If the wild oats are ahead of a wheat crop only four plants per square metre is required to justify controlling them.
“If the wild oats are ahead of your wheat crop you only need four plants per square metre to warrant controlling them. If the wild oats are at the same stage as your wheat crop you are looking at eight plants per square metre. And if your wild oats are behind your wheat crop then you are looking at about 16 plants per square metre. The numbers do change quite a bit based on the staging.”
Yield impact is only one consideration for spraying weeds; adding new weed seeds to a field is another. Some farmers may opt to spray weeds at a lower threshold, especially when dealing with herbicide-resistant weeds, she said.
“Having resistant wild oats in a field is the norm and not the exception now in Manitoba,” Gaultier said, based on statistics gathered seven or eight years ago.
A general and herbicide-resistant weed survey is planned for Manitoba this year.
“I expect that these numbers will jump,” she said.
“Wild oats and green foxtail are not only the most common weeds in wheat, but with the resistance problem they are also sometimes the ones that are hardest to deal with.
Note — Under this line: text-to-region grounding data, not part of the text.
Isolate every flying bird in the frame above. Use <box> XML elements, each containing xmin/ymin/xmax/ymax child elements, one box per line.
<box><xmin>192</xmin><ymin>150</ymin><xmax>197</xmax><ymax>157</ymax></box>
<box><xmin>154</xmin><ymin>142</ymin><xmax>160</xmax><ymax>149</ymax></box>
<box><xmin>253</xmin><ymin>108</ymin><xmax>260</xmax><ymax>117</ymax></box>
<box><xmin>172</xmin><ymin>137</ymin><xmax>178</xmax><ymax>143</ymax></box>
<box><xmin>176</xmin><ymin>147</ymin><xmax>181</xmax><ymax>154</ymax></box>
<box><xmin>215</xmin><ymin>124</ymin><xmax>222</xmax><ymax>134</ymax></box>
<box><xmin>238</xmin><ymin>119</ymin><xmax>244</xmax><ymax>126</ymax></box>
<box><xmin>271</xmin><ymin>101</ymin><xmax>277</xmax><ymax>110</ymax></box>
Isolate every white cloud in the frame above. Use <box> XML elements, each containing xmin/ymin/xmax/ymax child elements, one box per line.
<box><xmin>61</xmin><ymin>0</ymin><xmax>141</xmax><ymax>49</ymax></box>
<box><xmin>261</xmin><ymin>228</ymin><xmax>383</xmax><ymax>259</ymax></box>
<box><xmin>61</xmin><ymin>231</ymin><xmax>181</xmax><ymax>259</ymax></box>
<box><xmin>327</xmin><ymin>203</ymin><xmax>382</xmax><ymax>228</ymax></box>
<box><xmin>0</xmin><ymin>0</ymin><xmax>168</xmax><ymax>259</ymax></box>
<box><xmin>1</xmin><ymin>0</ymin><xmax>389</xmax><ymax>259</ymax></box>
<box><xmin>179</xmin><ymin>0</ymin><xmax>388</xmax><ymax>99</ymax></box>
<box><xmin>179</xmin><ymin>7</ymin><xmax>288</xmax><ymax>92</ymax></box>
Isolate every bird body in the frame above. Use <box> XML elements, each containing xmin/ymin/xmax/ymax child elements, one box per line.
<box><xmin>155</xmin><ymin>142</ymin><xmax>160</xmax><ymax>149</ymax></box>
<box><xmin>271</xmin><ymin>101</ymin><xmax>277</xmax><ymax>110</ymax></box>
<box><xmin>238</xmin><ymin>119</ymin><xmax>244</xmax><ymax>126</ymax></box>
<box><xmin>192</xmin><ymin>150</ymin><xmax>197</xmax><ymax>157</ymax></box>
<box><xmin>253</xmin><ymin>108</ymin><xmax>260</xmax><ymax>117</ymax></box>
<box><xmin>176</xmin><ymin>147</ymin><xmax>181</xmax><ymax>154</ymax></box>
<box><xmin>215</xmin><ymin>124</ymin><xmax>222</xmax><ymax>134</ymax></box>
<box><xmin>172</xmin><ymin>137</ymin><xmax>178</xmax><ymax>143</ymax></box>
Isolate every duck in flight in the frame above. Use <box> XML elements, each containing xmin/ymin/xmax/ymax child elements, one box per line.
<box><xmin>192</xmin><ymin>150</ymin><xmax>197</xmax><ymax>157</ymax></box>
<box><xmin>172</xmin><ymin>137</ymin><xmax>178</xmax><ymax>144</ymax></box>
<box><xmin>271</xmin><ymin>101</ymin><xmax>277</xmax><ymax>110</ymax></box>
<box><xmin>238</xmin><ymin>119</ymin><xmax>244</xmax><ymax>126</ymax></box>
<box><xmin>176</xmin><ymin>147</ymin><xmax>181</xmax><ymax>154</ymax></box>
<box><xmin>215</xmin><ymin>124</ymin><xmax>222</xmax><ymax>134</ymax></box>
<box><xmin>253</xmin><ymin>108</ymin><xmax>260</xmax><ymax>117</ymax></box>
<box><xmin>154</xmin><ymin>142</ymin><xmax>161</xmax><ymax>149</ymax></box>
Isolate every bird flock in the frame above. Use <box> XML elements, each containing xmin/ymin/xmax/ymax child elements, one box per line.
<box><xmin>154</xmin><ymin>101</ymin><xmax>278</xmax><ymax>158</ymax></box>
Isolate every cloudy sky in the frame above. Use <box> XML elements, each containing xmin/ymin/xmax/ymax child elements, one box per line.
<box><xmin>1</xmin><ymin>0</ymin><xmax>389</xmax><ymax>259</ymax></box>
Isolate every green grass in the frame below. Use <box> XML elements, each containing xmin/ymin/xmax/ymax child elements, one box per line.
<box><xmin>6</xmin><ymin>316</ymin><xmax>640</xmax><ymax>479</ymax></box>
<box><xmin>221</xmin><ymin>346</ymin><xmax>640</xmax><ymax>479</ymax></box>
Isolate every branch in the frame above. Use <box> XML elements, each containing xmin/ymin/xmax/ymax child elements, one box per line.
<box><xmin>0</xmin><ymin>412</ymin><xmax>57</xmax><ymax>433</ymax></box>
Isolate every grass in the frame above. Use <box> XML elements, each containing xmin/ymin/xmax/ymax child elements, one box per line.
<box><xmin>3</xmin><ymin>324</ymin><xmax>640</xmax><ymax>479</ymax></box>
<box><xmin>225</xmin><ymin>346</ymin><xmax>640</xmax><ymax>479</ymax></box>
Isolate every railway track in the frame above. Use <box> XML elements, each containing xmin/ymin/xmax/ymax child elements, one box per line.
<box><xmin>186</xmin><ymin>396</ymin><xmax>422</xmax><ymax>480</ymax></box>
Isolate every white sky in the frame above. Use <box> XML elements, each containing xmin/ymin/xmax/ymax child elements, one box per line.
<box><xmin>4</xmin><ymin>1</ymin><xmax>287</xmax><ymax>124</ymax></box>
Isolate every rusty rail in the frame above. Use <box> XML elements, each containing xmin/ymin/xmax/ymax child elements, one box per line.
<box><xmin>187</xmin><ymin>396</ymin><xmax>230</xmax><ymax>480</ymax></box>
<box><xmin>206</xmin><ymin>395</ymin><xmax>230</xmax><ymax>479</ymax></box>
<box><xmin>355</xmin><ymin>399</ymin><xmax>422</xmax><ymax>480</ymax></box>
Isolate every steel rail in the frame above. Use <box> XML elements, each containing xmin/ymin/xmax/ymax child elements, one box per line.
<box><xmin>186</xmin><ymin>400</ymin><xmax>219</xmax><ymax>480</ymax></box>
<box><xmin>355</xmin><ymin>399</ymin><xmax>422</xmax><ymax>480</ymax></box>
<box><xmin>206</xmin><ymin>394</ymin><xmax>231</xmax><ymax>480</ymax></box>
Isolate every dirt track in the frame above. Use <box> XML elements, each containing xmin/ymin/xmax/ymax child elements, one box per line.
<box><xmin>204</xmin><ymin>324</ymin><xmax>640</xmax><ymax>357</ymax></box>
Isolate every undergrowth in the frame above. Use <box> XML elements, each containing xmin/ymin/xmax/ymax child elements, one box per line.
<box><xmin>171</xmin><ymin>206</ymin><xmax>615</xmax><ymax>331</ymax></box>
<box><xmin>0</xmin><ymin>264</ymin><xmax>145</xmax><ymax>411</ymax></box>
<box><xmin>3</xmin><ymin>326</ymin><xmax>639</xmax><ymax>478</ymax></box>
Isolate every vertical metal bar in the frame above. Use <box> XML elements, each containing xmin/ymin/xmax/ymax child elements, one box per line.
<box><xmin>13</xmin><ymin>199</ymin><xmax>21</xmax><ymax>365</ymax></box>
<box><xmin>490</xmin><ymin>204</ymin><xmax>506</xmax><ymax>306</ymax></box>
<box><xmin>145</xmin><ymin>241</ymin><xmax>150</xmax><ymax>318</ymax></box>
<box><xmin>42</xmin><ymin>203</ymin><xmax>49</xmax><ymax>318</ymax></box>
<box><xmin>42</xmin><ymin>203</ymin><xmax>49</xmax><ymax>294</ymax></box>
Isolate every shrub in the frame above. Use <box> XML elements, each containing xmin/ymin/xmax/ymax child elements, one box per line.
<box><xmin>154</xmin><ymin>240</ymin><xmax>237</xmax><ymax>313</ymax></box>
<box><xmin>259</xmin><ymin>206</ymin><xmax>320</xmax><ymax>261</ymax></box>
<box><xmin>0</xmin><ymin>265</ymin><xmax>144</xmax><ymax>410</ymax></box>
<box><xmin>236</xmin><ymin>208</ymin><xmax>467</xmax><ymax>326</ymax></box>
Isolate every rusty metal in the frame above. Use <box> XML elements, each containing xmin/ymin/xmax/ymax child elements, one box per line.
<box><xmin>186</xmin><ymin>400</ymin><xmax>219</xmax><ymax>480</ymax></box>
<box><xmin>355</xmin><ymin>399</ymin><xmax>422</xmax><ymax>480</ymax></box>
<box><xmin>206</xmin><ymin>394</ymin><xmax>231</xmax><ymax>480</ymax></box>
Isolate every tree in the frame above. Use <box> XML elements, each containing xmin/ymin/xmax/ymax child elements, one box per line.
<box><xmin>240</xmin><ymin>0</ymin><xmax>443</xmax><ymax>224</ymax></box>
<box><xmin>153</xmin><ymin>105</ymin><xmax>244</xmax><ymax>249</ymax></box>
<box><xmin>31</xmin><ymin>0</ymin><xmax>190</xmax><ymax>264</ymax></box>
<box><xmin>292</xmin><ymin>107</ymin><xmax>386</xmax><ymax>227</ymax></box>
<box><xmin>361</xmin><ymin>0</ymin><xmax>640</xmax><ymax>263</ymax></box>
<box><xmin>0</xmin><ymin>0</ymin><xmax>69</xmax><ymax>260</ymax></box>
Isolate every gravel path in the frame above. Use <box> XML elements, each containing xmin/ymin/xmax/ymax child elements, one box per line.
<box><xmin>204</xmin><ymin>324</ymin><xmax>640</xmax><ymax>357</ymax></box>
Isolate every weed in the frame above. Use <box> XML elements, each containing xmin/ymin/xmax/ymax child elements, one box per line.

Definitely guys with both Group 1 and Group 2 resistance are looking for other options.”
About 55 per cent of Manitoba wild oat is herbicide Group 1 resistant.
“We all know that there are different levels of cross-resistance (within a herbicide group) between the chemistries depending on what mutation you have,” Gaultier said. “So in some cases you still might be able to use certain Group 1s, or you might just have populations that are completely resistant.”
Eighteen and 11 per cent of Manitoba wild oat is Group 2 and 8 resistant, respectively.
“Even if you haven’t used the chemistry in a long time those populations pretty much tend to stay status quo (herbicide resistant) in your seed bank,” Gaultier said.
Focus is a Group 14 and 15 herbicide new to Manitoba, which controls green foxtail and wild oats in wheat, Gaultier said.
And Valtra is recently registered Group 14 product that suppresses green foxtail in wheat.
Some laboratory research with Group 8-resistant Manitoba wild oats has shown they are also resistant to Group 14 and 15. However, that resistance hasn’t been seen in a field situation, Gaultier said.
“So I am not recommending that guys shy away from this product,” she said. “They should try them to see if they work for them.
“I suggest if you are having trouble that way (with Group 1 and 2 resistance) you might give these a try. If you are not getting the level of control that you like you might want to consider going back to some of these older modes of action.”
These include pre-seed herbicides such as Avadex (Group 8), trifluralin (Group 3) and Fortress (Group 3 and 8).